A norma fixa os seguintes percentuais de reserva:
– 25% das vagas para pessoas negras;
– 3% das vagas para indígenas;
– 2% das vagas para quilombolas.
Caso não haja candidatos quilombolas em número suficiente para preencher as vagas, as vagas remanescentes poderão ser revertidas para candidatos indígenas, e o inverso também será permitido.
A autodeclaração dos candidatos será sujeita a confirmação por meio de dados complementares. Conforme previsão editalícia, para candidatos indígenas poderão ser exigidos comprovantes de residência em comunidades indígenas e documentos expedidos por escolas indígenas, por órgãos de saúde indígena ou pela Fundação Nacional dos Povos Indígenas (Funai).
Para candidatos quilombolas, será necessária declaração de pertencimento étnico assinada por três lideranças vinculadas à associação da comunidade, além de certificação da Fundação Cultural Palmares que reconheça a comunidade como quilombola.

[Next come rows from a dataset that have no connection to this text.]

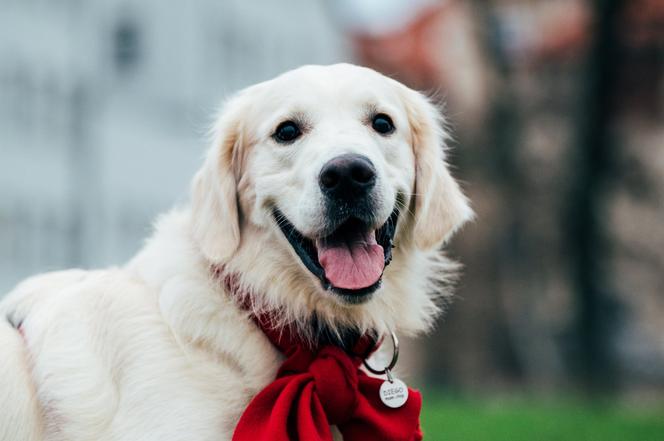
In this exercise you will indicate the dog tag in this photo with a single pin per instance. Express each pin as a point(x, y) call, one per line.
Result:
point(393, 392)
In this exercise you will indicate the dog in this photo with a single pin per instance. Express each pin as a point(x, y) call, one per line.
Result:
point(325, 198)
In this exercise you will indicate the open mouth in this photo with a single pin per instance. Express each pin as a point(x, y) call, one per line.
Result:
point(351, 260)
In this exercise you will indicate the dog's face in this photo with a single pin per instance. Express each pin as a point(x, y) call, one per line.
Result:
point(339, 164)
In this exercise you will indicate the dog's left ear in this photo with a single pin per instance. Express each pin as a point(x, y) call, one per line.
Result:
point(214, 200)
point(440, 206)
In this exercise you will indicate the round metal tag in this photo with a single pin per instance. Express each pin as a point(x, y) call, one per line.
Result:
point(394, 394)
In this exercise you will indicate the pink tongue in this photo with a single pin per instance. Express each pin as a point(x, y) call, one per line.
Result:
point(353, 264)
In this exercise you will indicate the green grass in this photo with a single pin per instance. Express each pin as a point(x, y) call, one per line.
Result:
point(524, 420)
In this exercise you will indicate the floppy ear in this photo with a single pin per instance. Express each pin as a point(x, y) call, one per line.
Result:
point(440, 207)
point(214, 200)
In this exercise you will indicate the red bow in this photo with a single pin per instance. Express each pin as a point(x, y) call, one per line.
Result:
point(318, 388)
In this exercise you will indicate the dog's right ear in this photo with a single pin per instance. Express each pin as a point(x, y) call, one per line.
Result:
point(214, 200)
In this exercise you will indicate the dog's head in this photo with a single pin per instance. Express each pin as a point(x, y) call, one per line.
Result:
point(313, 178)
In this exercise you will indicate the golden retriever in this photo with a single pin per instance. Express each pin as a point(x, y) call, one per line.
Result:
point(315, 182)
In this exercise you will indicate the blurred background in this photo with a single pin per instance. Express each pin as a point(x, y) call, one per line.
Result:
point(557, 108)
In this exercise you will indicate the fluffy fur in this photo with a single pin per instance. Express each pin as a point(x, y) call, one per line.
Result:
point(157, 349)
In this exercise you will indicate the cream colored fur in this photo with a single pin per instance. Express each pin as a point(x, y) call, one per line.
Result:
point(156, 349)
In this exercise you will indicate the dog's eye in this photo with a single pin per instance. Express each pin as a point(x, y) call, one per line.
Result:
point(287, 131)
point(382, 124)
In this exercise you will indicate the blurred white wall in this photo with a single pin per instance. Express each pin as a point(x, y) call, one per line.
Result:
point(104, 106)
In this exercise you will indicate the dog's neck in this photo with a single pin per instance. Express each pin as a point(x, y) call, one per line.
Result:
point(317, 332)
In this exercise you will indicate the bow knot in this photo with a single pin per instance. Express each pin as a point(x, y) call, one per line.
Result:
point(335, 378)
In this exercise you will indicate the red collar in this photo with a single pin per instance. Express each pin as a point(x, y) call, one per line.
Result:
point(317, 387)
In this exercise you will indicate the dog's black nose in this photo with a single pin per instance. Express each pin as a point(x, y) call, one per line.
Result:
point(348, 176)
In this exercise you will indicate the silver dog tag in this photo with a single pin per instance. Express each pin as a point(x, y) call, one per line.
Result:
point(393, 392)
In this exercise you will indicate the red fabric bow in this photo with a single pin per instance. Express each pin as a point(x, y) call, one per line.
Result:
point(318, 388)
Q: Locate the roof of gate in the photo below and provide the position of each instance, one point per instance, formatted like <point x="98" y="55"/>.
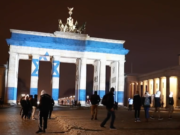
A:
<point x="66" y="41"/>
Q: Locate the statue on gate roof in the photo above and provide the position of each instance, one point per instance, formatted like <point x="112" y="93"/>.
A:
<point x="70" y="26"/>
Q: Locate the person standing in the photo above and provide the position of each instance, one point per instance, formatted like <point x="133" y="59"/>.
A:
<point x="44" y="107"/>
<point x="25" y="107"/>
<point x="34" y="106"/>
<point x="95" y="99"/>
<point x="130" y="102"/>
<point x="51" y="108"/>
<point x="110" y="109"/>
<point x="171" y="103"/>
<point x="146" y="101"/>
<point x="157" y="105"/>
<point x="137" y="106"/>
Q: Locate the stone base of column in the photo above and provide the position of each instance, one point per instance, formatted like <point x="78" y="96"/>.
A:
<point x="101" y="93"/>
<point x="120" y="97"/>
<point x="83" y="103"/>
<point x="12" y="102"/>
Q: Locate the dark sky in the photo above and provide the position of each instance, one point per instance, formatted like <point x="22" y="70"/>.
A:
<point x="151" y="28"/>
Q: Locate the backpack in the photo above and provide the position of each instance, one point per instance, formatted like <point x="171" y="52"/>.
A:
<point x="105" y="100"/>
<point x="146" y="101"/>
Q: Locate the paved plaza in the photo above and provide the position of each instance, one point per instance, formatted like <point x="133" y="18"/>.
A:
<point x="76" y="121"/>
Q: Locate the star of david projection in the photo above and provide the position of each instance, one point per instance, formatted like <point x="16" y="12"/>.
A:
<point x="55" y="68"/>
<point x="44" y="57"/>
<point x="35" y="67"/>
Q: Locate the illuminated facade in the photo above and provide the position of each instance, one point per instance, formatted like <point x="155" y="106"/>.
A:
<point x="165" y="80"/>
<point x="69" y="46"/>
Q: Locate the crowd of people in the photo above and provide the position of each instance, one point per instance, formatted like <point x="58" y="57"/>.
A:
<point x="29" y="104"/>
<point x="146" y="101"/>
<point x="45" y="106"/>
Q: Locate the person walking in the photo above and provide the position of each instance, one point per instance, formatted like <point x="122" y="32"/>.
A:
<point x="95" y="99"/>
<point x="25" y="107"/>
<point x="130" y="102"/>
<point x="157" y="105"/>
<point x="146" y="101"/>
<point x="34" y="106"/>
<point x="171" y="103"/>
<point x="44" y="107"/>
<point x="51" y="108"/>
<point x="110" y="109"/>
<point x="30" y="102"/>
<point x="137" y="106"/>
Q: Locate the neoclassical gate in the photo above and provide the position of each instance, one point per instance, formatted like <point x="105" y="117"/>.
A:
<point x="69" y="46"/>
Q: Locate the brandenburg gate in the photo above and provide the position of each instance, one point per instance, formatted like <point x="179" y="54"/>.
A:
<point x="68" y="45"/>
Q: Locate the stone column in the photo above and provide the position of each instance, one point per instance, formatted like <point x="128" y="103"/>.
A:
<point x="96" y="77"/>
<point x="55" y="78"/>
<point x="167" y="90"/>
<point x="12" y="78"/>
<point x="160" y="84"/>
<point x="114" y="79"/>
<point x="139" y="88"/>
<point x="120" y="90"/>
<point x="81" y="81"/>
<point x="102" y="81"/>
<point x="34" y="75"/>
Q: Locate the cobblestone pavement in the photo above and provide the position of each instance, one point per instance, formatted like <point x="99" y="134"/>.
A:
<point x="12" y="124"/>
<point x="78" y="122"/>
<point x="72" y="121"/>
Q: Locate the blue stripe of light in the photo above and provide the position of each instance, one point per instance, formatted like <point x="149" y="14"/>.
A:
<point x="101" y="93"/>
<point x="120" y="96"/>
<point x="55" y="68"/>
<point x="55" y="94"/>
<point x="18" y="39"/>
<point x="82" y="95"/>
<point x="12" y="93"/>
<point x="33" y="91"/>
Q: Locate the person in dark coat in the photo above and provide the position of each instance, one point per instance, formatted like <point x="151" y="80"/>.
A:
<point x="24" y="104"/>
<point x="137" y="106"/>
<point x="44" y="107"/>
<point x="171" y="103"/>
<point x="95" y="99"/>
<point x="157" y="105"/>
<point x="30" y="103"/>
<point x="34" y="106"/>
<point x="110" y="109"/>
<point x="146" y="101"/>
<point x="51" y="108"/>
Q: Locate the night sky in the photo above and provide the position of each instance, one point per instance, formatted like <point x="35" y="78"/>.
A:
<point x="150" y="28"/>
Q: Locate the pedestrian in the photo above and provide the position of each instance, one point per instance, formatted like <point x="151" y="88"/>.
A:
<point x="30" y="103"/>
<point x="110" y="109"/>
<point x="157" y="105"/>
<point x="44" y="107"/>
<point x="21" y="104"/>
<point x="130" y="102"/>
<point x="146" y="101"/>
<point x="95" y="99"/>
<point x="25" y="107"/>
<point x="171" y="103"/>
<point x="137" y="106"/>
<point x="34" y="106"/>
<point x="51" y="108"/>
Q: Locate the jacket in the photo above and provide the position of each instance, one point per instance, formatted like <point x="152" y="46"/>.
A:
<point x="171" y="101"/>
<point x="137" y="102"/>
<point x="45" y="103"/>
<point x="110" y="103"/>
<point x="34" y="103"/>
<point x="143" y="100"/>
<point x="95" y="99"/>
<point x="157" y="102"/>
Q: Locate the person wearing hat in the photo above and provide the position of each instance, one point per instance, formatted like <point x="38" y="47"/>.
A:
<point x="44" y="108"/>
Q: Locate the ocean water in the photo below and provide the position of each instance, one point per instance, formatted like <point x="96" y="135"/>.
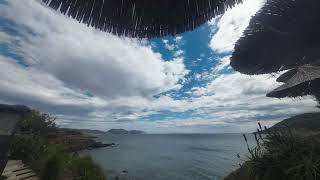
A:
<point x="169" y="156"/>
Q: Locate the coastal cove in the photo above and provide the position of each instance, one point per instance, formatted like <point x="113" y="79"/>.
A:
<point x="169" y="156"/>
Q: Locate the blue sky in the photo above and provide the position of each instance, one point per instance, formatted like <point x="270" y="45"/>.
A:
<point x="92" y="79"/>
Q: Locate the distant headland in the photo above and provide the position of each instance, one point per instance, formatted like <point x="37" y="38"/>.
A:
<point x="123" y="131"/>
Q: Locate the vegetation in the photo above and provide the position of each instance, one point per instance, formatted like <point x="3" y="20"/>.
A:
<point x="304" y="123"/>
<point x="280" y="154"/>
<point x="50" y="161"/>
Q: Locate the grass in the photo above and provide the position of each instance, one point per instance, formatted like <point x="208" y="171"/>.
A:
<point x="50" y="161"/>
<point x="281" y="155"/>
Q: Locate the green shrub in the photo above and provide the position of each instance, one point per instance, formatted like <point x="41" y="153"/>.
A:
<point x="279" y="155"/>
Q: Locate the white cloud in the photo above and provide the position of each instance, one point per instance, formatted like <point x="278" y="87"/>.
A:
<point x="232" y="24"/>
<point x="88" y="59"/>
<point x="222" y="64"/>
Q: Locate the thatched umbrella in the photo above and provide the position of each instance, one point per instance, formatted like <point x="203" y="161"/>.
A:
<point x="304" y="80"/>
<point x="142" y="18"/>
<point x="9" y="117"/>
<point x="282" y="35"/>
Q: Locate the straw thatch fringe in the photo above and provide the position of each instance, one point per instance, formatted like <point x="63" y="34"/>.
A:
<point x="142" y="18"/>
<point x="282" y="35"/>
<point x="301" y="81"/>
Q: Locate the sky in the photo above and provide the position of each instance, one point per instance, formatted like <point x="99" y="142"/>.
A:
<point x="95" y="80"/>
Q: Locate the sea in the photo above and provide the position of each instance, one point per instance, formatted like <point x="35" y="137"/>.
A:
<point x="170" y="156"/>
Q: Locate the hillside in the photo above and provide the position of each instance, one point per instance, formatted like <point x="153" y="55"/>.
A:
<point x="123" y="131"/>
<point x="305" y="122"/>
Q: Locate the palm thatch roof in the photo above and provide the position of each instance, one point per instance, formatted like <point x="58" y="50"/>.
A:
<point x="282" y="35"/>
<point x="142" y="18"/>
<point x="9" y="117"/>
<point x="305" y="81"/>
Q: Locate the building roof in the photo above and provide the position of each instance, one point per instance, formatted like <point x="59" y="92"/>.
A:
<point x="306" y="81"/>
<point x="142" y="18"/>
<point x="282" y="35"/>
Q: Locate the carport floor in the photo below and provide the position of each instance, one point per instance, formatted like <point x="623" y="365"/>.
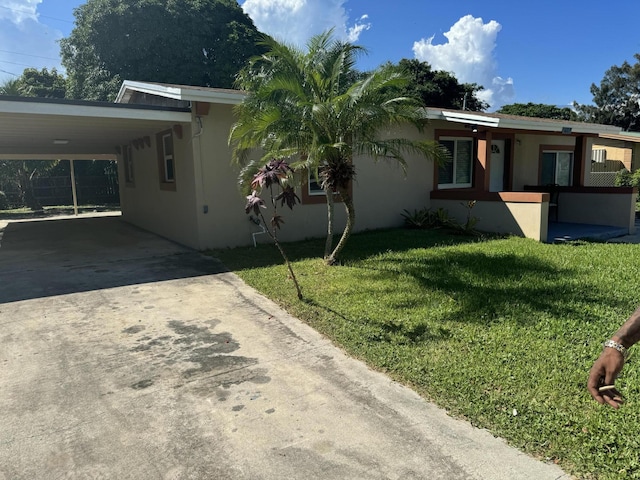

Os editais deverão prever a criação de comissões recursais. Essas comissões serão compostas por três integrantes distintos dos membros da comissão responsável pela confirmação complementar da autodeclaração.
Nas decisões dos recursos serão considerados: a filmagem do procedimento, no caso de confirmação complementar de autodeclaração de pessoa negra; os documentos apresentados pelos candidatos indígenas e quilombolas; o parecer da comissão de confirmação complementar; e o conteúdo do recurso apresentado pelo candidato.